Idées. Des études montrent que ChatGPT et d’autres modèles peuvent servir à lutter contre la démocratie des crédules.
Publié le 05/12/2025 à 12:00

Photo d'illustration de l'application et du site ChatGPT, le 20 février 2025
afp.com/Justin TALLIS
Il ne fait pas de doute que l’intelligence artificielle peut amplifier les flux de crédulité qui fragilisent déjà nos démocraties. Plusieurs études montrent comment elle peut servir, sous la forme de bots malveillants, à déstabiliser les opinions publiques en diffusant massivement sur les réseaux sociaux des fausses informations à grande échelle, avec un raffinement psychologique inquiétant. Par ailleurs, la profusion de textes, d’images et aujourd’hui de vidéos artificielles indistingables de productions réelles sont de nature à promouvoir le scepticisme opportuniste, c’est-à-dire le fait de croire ou de ne pas croire selon nos préférences.
Mais pourquoi ne pas signaler un ensemble de publications qui montrent comment ChatGPT et les autres grands modèles de langage peuvent aussi être convoqués contre la démocratie des crédules ? Depuis plusieurs mois, des chercheurs comme David Rand, Gordon Pennycook ou encore Tom Costello multiplient les publications qui montrent que c’est une méthode efficace pour faire douter les croyants de la solidité de leur citadelle mentale. Il suffit de faire dialoguer un individu avec une IA sur une croyance conspirationniste à laquelle il adhère… et le niveau de croyance diminue et de façon durable ! Le croyant ne devient pas soudainement un être de pure rationalité mais, du moins, il se passe quelque chose. Et l’effet a pu être mesuré aussi bien avec des climatosceptiques qu’avec des antivaccins.
IA infatigables
La question est : pourquoi ça marche ? Y répondre donne des pistes pour tous ceux qui veulent lutter contre ce poison collectif que peut devenir la crédulité. La première chose est que ces IA ne reproduisent pas spontanément des théories du complot ou des informations erronées quand on leur pose des questions scientifiques. Au contraire, dans la majorité des cas, loin d’encourager les croyances, elles semblent – dans les contextes étudiés – aider à renforcer la confiance dans la science. La deuxième est que les réponses de ces IA sont personnalisées, elles s’adaptent aux convictions et au langage de l’interlocuteur pour réduire la résistance psychologique au changement de croyance. Elles usent d’une logique empathique sans chercher à humilier. Cela ne tourne donc pas à une bataille d’egos si souvent observée sur les réseaux sociaux.

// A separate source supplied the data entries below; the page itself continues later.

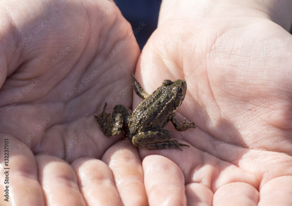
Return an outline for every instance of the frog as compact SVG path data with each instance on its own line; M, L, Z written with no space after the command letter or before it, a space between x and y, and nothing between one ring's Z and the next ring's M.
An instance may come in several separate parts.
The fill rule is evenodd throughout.
M132 113L125 106L115 106L112 113L106 112L105 102L102 112L94 117L104 134L108 137L117 135L121 132L133 144L138 147L152 150L175 148L190 146L173 139L171 133L164 128L170 121L179 131L195 128L194 123L182 123L177 118L175 112L181 104L187 91L187 83L182 79L164 80L161 85L151 94L147 93L132 74L132 85L135 92L144 100Z

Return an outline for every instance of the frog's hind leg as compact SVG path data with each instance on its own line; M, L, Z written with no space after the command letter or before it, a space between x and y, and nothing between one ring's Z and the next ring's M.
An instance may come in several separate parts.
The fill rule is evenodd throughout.
M132 76L133 78L134 79L134 84L133 85L133 86L134 87L134 89L135 90L136 93L140 97L144 99L146 99L148 97L149 95L146 93L146 92L144 91L144 90L142 88L142 87L141 86L140 84L135 78L135 76L134 76L134 74L129 74Z
M135 146L148 150L176 148L182 151L180 146L190 147L187 144L178 143L176 139L172 139L172 138L171 133L168 130L151 128L135 135L132 142Z
M112 117L112 136L117 135L124 130L123 133L128 132L126 125L127 124L129 119L132 114L126 107L121 104L118 104L114 107ZM123 125L124 126L123 127Z
M118 135L122 131L123 123L127 121L131 113L126 107L118 104L114 108L112 118L112 114L105 112L107 104L106 102L102 112L98 116L94 116L98 122L105 135L108 137Z

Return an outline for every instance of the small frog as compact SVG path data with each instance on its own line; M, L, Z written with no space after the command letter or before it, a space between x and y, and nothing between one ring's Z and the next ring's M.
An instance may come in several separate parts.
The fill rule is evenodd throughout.
M171 121L175 129L184 131L195 128L192 122L185 123L186 118L182 124L175 113L183 101L187 91L187 83L184 80L172 81L165 80L162 84L151 95L146 93L137 81L134 75L133 86L138 95L145 99L131 114L124 106L115 106L111 114L105 112L106 102L102 112L94 116L99 123L103 134L109 137L118 135L121 132L131 140L134 145L148 150L177 148L180 146L190 147L187 144L172 139L171 133L164 129Z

La troisième est qu’elles sont infatigables : disponibles 24h sur 24, elles convoquent en quelques instants toutes les réponses disponibles pour défaire les argumentaires conspirationnistes. Et ce n’est pas la moindre des choses car l’on sait que les croyants sont souvent plus motivés que le reste de nos concitoyens pour occuper cet espace public dérégulé que sont les mondes numériques. Avec les LLM, ces super-diffuseurs de fausses informations trouvent à qui parler ! Alors que la plupart d’entre nous jetteraient l’éponge, les IA n’abandonnent jamais et usent même le plus radical des conspirationnistes.

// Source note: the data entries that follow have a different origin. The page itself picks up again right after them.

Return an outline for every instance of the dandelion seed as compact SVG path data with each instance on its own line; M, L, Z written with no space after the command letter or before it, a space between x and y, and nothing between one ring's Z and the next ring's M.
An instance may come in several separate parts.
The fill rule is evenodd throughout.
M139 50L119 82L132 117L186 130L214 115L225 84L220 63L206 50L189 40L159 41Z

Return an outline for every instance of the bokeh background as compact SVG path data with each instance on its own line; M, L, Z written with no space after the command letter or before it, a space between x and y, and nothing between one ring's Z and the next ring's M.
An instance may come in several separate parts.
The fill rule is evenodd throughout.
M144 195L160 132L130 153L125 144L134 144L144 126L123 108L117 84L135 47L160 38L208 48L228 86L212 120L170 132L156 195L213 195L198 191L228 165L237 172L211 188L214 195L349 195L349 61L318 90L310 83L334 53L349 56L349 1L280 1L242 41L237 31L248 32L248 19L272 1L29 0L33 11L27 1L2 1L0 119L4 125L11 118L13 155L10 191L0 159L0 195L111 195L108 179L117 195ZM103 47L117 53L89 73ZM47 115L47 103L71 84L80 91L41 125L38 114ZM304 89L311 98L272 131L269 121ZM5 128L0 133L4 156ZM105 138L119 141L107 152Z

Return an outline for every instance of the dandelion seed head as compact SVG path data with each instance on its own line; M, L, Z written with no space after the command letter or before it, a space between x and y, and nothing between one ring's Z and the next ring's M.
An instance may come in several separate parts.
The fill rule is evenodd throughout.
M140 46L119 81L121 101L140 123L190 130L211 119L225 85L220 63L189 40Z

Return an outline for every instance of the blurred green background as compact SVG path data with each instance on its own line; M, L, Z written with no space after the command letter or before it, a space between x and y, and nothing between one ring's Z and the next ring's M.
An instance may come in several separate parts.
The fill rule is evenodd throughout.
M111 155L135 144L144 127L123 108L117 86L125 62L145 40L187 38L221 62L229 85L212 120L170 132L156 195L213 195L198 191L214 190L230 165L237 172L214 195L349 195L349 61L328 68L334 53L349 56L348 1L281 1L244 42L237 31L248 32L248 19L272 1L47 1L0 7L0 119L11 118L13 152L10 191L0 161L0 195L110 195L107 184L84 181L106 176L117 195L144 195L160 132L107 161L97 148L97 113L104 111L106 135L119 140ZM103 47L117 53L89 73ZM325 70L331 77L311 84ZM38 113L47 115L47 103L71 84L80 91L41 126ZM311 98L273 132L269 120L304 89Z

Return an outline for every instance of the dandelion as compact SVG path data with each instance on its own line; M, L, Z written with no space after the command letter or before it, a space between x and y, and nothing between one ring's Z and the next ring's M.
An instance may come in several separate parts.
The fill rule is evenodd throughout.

Un dernier point encore : en dialoguant de façon bienveillante, l’IA conduit ses interlocuteurs à examiner la nature de leurs croyances. Ils peuvent prendre alors conscience de ce que l’on nomme le "sophisme de profondeur explicative" qui désigne notre tendance à surestimer notre compréhension de certains sujets. Souvent, il suffit de s’interroger sur ce que l’on sait en réalité pour s’éveiller à la fragilité de nos convictions.

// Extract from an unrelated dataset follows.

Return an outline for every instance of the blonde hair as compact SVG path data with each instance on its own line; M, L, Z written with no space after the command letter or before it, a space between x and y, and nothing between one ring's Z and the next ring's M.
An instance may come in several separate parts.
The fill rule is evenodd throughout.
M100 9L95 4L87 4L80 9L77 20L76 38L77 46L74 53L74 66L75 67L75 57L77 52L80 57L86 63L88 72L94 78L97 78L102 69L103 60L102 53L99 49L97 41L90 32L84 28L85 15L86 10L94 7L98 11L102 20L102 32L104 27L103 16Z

Attention à l’enthousiasme excessif cependant. D’une part, les études montrent une possibilité de dépendance : notre cerveau pourrait se désengager de ses capacités analytiques en s’en remettant trop facilement aux jugements des IA, ce qui serait un effet contre-productif en matière de développement de l’esprit critique. D’autre part, et surtout, l’IA peut être détournée pour diffuser de fausses croyances avec une grande efficacité avec la même logique de personnalisation et d’échelle. Le bénéfice de l’IA pour corriger des croyances dépend donc fortement de l’intention, de la qualité des données et de la "gouvernance" du système. Et l’on en revient toujours au même bras de fer qui oppose la démocratie des crédules à celle de la connaissance. Le résultat dépendra donc de notre volonté collective et, dans ce domaine, l’IA ne peut pas nous remplacer.
*Gérald Bronner est sociologue et professeur à Sorbonne Université.